How many words would the average native speaker know using LingQ's way of counting?

mark.e · September 28, 2021, 7:19pm

This is meant to be just a fun question. I’m curious what you guys think? 100K?
(German/French)

ericb100 · September 28, 2021, 8:00pm

Not sure…At one point I had started to throw English articles into LingQ to see where I ended up at, but I stopped =D.

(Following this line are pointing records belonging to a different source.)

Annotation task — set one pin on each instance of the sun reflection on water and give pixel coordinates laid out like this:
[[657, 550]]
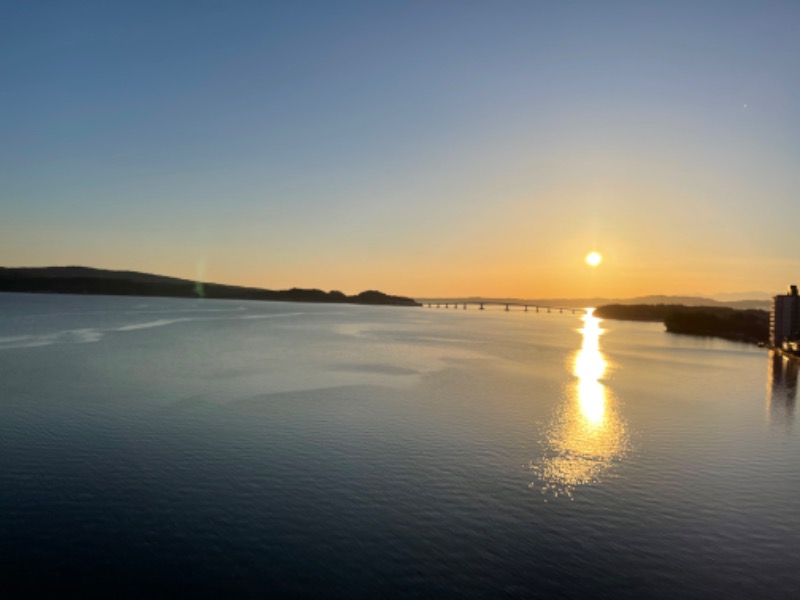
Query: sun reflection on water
[[587, 436]]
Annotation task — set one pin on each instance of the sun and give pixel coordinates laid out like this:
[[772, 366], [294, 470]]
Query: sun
[[593, 259]]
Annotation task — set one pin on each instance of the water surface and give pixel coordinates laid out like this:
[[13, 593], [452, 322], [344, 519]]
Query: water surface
[[163, 446]]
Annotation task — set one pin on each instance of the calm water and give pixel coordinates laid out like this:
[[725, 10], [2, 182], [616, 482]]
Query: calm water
[[166, 446]]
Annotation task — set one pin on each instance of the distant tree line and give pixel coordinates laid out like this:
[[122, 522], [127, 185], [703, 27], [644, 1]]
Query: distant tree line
[[739, 325]]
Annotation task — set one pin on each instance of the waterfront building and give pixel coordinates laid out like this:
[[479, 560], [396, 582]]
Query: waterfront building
[[784, 318]]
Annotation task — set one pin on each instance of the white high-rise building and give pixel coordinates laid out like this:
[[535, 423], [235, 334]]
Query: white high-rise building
[[784, 320]]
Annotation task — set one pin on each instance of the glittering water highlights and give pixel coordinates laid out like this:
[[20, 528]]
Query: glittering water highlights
[[165, 447], [587, 436]]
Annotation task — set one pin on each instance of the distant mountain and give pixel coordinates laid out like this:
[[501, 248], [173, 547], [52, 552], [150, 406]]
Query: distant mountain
[[86, 280], [737, 296]]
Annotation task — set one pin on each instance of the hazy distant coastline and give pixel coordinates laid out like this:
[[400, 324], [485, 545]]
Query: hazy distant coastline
[[86, 280], [740, 303]]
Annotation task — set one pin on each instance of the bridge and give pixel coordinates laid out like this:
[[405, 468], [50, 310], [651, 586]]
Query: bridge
[[508, 305]]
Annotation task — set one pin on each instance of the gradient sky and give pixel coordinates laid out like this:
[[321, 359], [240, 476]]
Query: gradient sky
[[420, 148]]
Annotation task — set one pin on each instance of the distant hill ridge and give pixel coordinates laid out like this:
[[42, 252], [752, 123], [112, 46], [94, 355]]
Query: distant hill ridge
[[88, 280]]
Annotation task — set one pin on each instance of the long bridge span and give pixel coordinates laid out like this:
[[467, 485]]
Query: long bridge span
[[527, 307]]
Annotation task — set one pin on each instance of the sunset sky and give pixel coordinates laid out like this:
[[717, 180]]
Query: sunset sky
[[420, 148]]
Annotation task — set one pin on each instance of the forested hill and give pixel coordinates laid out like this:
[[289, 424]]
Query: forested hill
[[86, 280]]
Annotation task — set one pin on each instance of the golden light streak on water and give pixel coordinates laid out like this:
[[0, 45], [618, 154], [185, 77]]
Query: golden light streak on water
[[587, 436]]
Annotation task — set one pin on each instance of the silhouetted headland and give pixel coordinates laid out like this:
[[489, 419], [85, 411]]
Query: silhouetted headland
[[86, 280], [751, 326]]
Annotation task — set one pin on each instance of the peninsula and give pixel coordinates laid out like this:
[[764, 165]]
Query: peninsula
[[86, 280]]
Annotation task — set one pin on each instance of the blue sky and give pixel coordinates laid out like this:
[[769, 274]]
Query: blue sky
[[418, 147]]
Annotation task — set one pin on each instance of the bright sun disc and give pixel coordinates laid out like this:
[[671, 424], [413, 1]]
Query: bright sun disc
[[593, 259]]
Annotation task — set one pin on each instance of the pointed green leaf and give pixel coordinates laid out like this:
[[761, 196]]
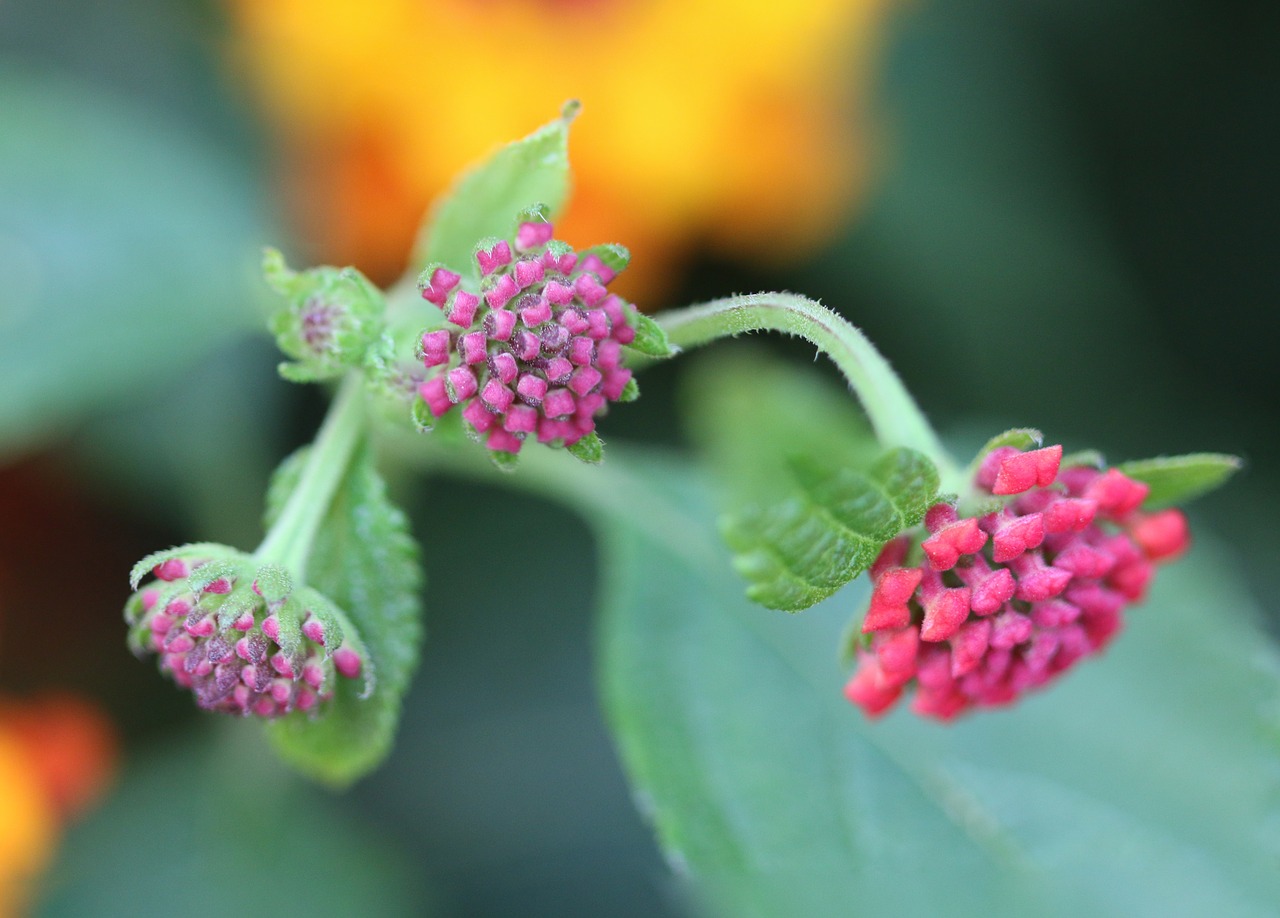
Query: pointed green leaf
[[1023, 438], [1178, 479], [1143, 782], [650, 338], [485, 200], [812, 497], [804, 548], [366, 563]]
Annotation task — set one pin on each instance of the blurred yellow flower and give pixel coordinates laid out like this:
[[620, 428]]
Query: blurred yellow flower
[[734, 124], [56, 757]]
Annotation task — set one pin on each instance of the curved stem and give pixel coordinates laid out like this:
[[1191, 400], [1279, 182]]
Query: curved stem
[[288, 543], [895, 416]]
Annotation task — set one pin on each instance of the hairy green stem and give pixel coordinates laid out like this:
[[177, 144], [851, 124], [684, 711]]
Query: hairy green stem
[[288, 543], [894, 415]]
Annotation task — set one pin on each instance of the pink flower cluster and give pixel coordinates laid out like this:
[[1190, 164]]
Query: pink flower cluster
[[538, 351], [1005, 602], [223, 640]]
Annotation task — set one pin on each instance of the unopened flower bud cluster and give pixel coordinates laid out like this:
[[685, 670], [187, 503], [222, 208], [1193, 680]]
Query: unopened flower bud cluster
[[238, 647], [988, 607], [536, 352]]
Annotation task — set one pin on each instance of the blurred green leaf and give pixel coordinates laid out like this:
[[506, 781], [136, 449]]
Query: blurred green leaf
[[366, 562], [812, 498], [126, 252], [1178, 479], [200, 825], [1144, 784], [487, 200]]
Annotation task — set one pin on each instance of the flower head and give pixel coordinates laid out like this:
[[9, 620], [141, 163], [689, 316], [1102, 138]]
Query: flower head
[[984, 608], [535, 351], [238, 634]]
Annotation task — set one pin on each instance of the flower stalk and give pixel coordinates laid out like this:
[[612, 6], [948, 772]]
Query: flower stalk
[[894, 415], [288, 543]]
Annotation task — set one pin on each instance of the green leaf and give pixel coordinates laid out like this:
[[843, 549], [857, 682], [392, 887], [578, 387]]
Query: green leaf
[[487, 199], [1023, 438], [589, 450], [329, 320], [365, 561], [812, 498], [124, 246], [1144, 782], [650, 338], [1178, 479]]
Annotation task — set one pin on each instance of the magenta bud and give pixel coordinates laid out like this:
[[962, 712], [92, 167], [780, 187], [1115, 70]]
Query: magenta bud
[[558, 370], [531, 389], [558, 403], [536, 314], [584, 379], [503, 366], [435, 347], [460, 384], [282, 665], [499, 323], [478, 416], [501, 293], [531, 234], [462, 313], [497, 397], [435, 396], [471, 347], [528, 273], [312, 674], [574, 322], [558, 293], [200, 628]]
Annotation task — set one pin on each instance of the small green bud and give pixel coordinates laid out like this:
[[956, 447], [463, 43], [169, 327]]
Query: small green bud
[[329, 319]]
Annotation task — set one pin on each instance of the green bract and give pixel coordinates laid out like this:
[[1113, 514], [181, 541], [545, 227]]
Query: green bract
[[328, 322]]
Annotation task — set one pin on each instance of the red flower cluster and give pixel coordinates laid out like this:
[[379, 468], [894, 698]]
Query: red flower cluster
[[1005, 602], [538, 351]]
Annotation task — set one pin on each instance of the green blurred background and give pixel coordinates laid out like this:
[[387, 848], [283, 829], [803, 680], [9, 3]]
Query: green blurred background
[[1069, 224]]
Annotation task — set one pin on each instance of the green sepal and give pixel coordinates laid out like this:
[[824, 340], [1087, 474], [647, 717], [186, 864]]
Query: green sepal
[[273, 583], [1178, 479], [650, 338], [210, 571], [480, 204], [612, 255], [328, 320], [197, 549], [799, 551], [539, 213], [589, 450]]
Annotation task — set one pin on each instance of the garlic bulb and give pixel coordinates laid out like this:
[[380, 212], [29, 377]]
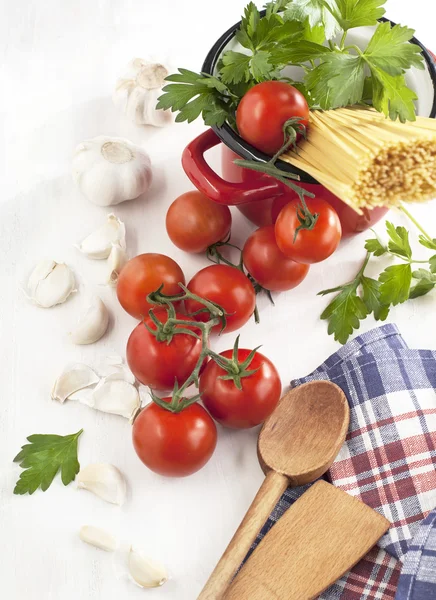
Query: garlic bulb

aronald · September 28, 2021, 8:16pm

It would be a lot more than 100k. Keep in mind that there is a difference between “knowing” a word and “encountering a known word”. The big difference is that it could take years of reading to encounter a word that you already know. A better comparison would be: if a native speaker read 5M words, how many known words in LingQ would they have? I’m sure there are some people who read in their native language on LingQ that would be great for this question. 120k is probably a decent guess for Spanish and I’m sure French wouldn’t be too much different.

If a native speaker knows 20k word families and each word family contains 10 word forms (assuming Spanish) then that’s 200k right there. Maybe the average number of word forms is less than 10, but it’s definitely more than 5. So I’d say the total word forms is 150k-175k.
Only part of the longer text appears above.